More than ever, Singapore’s importance as a base for entry into the Southeast Asian markets is growing. As such, developing an effective investment strategy that uses Singapore as the base can help foreign investors reduce investment risk, maximize profit, and harness the region’s diversity.

Other key factors as to why MERCOSUR businesses should invest in Singapore

A pro-business environment

Singapore is globally renowned as a business-friendly destination with a stable socio-political environment, a free market economy, highly efficient infrastructure, and an attractive tax regime.

As such, a primary advantage of Singapore is its ability to act as a centerpiece for the holding and management of regional assets. Holding companies are a vital component of any international expansion strategy, and Singapore offers investors a stable environment from which to administer operations in more speculative markets in Asia.

Registering a company can take as little as one day — provided all the files are in order and the minimum paid-up capital is only S$1 (US$0.73).

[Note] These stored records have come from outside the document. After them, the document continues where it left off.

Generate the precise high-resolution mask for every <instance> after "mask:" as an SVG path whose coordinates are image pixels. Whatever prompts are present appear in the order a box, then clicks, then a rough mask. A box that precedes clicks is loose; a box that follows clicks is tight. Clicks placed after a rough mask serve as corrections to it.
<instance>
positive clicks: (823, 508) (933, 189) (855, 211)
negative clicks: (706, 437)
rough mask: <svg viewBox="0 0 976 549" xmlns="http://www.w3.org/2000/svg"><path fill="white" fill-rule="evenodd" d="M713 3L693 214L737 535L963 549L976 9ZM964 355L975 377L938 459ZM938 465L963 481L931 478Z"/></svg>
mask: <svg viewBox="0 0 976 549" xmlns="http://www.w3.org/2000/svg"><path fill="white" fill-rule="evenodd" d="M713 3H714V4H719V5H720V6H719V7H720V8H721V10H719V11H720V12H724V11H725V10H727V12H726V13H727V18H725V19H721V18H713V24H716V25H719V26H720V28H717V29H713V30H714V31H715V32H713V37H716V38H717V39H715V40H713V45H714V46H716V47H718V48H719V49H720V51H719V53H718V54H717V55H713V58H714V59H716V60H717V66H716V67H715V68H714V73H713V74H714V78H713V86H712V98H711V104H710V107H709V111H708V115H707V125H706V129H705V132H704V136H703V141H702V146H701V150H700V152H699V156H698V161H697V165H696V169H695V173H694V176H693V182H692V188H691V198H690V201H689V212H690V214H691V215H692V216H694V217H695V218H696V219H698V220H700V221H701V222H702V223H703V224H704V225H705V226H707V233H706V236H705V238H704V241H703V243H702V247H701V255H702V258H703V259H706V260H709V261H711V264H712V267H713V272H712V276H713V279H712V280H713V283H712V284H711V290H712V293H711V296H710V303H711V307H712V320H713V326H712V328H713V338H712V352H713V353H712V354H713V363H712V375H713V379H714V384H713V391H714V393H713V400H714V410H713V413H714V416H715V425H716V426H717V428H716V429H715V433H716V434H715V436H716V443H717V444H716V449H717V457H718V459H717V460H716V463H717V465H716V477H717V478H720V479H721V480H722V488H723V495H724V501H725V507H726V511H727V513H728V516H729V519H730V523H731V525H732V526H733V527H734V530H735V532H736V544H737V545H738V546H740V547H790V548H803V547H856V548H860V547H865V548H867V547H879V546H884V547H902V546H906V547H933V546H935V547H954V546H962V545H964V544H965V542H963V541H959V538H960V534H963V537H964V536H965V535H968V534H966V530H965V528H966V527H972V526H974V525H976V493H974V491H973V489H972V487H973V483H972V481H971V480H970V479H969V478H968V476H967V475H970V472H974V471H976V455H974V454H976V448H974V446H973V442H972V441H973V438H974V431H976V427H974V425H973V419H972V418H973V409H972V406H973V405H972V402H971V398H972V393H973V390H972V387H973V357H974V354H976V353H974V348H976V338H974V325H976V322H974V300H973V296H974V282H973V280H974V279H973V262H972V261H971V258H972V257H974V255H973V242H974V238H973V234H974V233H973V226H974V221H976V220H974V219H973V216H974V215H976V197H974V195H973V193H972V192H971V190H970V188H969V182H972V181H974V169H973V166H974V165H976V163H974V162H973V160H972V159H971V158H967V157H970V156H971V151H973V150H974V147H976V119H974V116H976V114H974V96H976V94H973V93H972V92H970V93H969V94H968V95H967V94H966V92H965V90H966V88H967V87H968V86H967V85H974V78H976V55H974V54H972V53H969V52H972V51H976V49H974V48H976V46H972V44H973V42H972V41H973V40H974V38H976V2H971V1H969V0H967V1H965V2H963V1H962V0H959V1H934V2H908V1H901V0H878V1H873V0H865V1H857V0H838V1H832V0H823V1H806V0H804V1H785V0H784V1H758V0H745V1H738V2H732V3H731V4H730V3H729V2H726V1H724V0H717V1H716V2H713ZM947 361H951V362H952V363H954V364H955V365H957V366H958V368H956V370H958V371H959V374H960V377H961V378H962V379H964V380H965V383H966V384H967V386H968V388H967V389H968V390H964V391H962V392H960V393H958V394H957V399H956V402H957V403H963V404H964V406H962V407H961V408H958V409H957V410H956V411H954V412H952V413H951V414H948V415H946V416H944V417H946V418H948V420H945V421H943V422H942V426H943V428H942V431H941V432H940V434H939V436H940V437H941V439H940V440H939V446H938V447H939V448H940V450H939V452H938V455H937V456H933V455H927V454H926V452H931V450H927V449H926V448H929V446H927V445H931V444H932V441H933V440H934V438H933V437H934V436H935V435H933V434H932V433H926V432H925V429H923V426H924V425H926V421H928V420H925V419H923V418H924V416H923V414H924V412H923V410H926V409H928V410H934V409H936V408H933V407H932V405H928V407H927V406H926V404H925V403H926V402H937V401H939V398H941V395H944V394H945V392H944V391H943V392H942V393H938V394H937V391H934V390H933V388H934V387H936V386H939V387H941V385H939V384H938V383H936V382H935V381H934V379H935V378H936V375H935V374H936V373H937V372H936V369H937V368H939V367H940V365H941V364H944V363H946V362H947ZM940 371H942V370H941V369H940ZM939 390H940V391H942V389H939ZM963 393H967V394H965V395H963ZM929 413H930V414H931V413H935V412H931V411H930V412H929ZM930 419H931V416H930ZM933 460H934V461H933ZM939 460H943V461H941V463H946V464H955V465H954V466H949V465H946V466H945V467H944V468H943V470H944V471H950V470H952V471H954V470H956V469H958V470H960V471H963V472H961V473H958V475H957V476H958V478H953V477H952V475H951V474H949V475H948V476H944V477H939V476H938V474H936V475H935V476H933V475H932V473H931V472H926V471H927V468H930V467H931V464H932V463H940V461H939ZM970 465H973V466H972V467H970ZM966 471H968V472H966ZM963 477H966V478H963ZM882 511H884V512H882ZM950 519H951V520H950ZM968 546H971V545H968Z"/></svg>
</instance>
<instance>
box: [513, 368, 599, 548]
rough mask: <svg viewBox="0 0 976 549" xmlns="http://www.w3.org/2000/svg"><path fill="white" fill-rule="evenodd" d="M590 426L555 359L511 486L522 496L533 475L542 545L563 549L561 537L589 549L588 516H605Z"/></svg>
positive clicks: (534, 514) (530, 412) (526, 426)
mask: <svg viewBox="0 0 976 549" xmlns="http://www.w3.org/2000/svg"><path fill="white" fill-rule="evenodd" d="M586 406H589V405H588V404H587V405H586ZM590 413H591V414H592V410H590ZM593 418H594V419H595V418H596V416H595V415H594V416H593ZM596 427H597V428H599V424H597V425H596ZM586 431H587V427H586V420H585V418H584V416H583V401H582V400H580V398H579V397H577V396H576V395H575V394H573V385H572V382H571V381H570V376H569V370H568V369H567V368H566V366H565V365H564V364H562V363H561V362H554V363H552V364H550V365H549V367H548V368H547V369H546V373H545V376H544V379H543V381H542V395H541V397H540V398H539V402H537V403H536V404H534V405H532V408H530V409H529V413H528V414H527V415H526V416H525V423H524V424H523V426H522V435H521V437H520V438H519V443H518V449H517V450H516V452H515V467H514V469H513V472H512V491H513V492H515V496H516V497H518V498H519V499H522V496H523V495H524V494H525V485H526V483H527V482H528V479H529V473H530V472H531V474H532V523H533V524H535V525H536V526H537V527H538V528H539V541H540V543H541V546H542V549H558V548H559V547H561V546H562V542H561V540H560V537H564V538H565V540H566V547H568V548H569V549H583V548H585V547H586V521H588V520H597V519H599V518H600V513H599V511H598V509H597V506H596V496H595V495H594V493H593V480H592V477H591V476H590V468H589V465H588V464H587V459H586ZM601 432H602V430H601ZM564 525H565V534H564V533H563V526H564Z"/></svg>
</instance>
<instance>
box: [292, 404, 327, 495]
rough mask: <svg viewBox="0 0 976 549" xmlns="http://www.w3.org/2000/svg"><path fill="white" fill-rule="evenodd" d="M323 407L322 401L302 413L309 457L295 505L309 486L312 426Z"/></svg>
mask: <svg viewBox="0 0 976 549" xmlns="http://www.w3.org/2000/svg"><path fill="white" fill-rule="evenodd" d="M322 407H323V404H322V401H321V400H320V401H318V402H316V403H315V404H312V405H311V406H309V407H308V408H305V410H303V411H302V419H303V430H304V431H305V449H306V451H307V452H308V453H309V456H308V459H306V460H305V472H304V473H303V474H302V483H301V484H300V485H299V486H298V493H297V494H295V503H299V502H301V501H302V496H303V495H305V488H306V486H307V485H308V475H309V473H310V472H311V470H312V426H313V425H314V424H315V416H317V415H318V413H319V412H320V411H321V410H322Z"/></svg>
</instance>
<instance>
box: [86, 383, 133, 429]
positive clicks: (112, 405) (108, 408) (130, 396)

Singapore’s extensive free trade agreements

Despite regional players maintaining strong FTA networks, they are not as extensive as Singapore’s. Due to these factors, the country will continue to be the default location for businesses seeking to expand into Southeast Asia and neighboring regions.  

The country’s 14 bilateral and 13 regional FTAs include some of the largest combined trade agreements in the ASEAN-China, ASEAN-India, and ASEAN-Hong Kong trade blocs — providing Singapore-based businesses with access to preferential markets, free or reduced import tariffs, as well as enhanced intellectual property regulations.


Singapore’s positioning as a gateway to Southeast Asia becomes more pronounced with this agreement, offering MERCOSUR companies a stable, business-friendly environment, access to a vast network of free trade agreements, and a robust infrastructure for regional expansion. The country’s appeal as a hub for international businesses seeking entry into diverse Asian markets is bolstered by its pro-business policies, efficient regulatory frameworks, and extensive trade networks.